China's current strategy for AI self-sufficiency echoes previous national campaigns designed to cultivate domestic industrial champions and reduce reliance on foreign technology. A prime example is the rise of Huawei Technologies Co. Decades ago, Huawei, initially a relatively small player, benefited from significant state support, preferential policies, and a protected domestic market, allowing it to grow into a global telecommunications equipment giant. This model involved strategic investment, directed research and development, and a focus on building robust domestic supply chains, even if it meant slower initial progress.

Similarly, in other strategic sectors, the Chinese government has historically used a combination of state-backed funding, policy directives, and market protection to nurture local industries. This approach often involves setting ambitious targets, allocating substantial capital, and encouraging collaboration between state-owned enterprises, research institutions, and private companies. The explicit goal of achieving 80% domestic chip usage in the new AI data centers, coupled with the $295 billion investment and the involvement of state-owned entities like China Mobile and China Telecom, aligns directly with this established pattern. It indicates a long-term, top-down commitment to building an indigenous AI 'stack' – from the foundational chips to the large-scale computing infrastructure – rather than a short-term reaction to trade restrictions.
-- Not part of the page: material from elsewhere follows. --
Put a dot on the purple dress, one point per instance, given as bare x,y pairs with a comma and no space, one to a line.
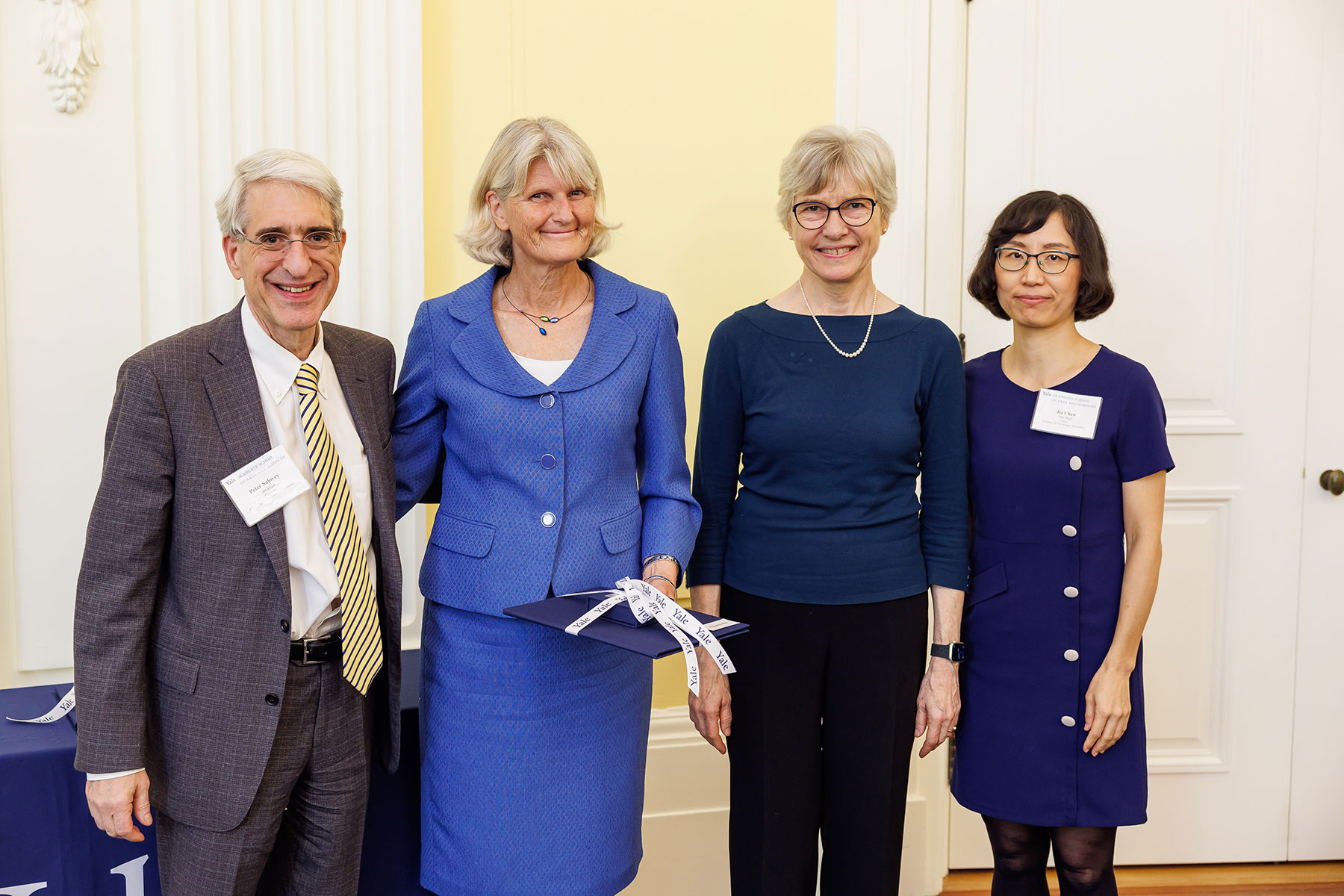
1046,561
The shift by China to build its AI infrastructure using exclusively domestic chips carries profound consequences for the global technology industry, national economies, and the future of artificial intelligence development. For US chipmakers, particularly Nvidia, it signals a potential long-term loss of market share in one of the world's largest and fastest-growing AI markets. Even if Chinese chips are not yet on par with the most advanced US offerings, the sheer scale of China's planned $295 billion investment ensures that domestic alternatives will rapidly improve and find widespread adoption within China.

This move also represents a significant step towards a bifurcated global technology ecosystem. As China pushes for self-reliance, it will inevitably create a distinct set of hardware and software standards, potentially leading to two parallel AI development paths. This could complicate international collaboration, fragment research efforts, and force global companies to choose sides or develop separate offerings for different markets. For consumers and businesses, this could mean variations in AI product performance, compatibility, and availability depending on their geographic location.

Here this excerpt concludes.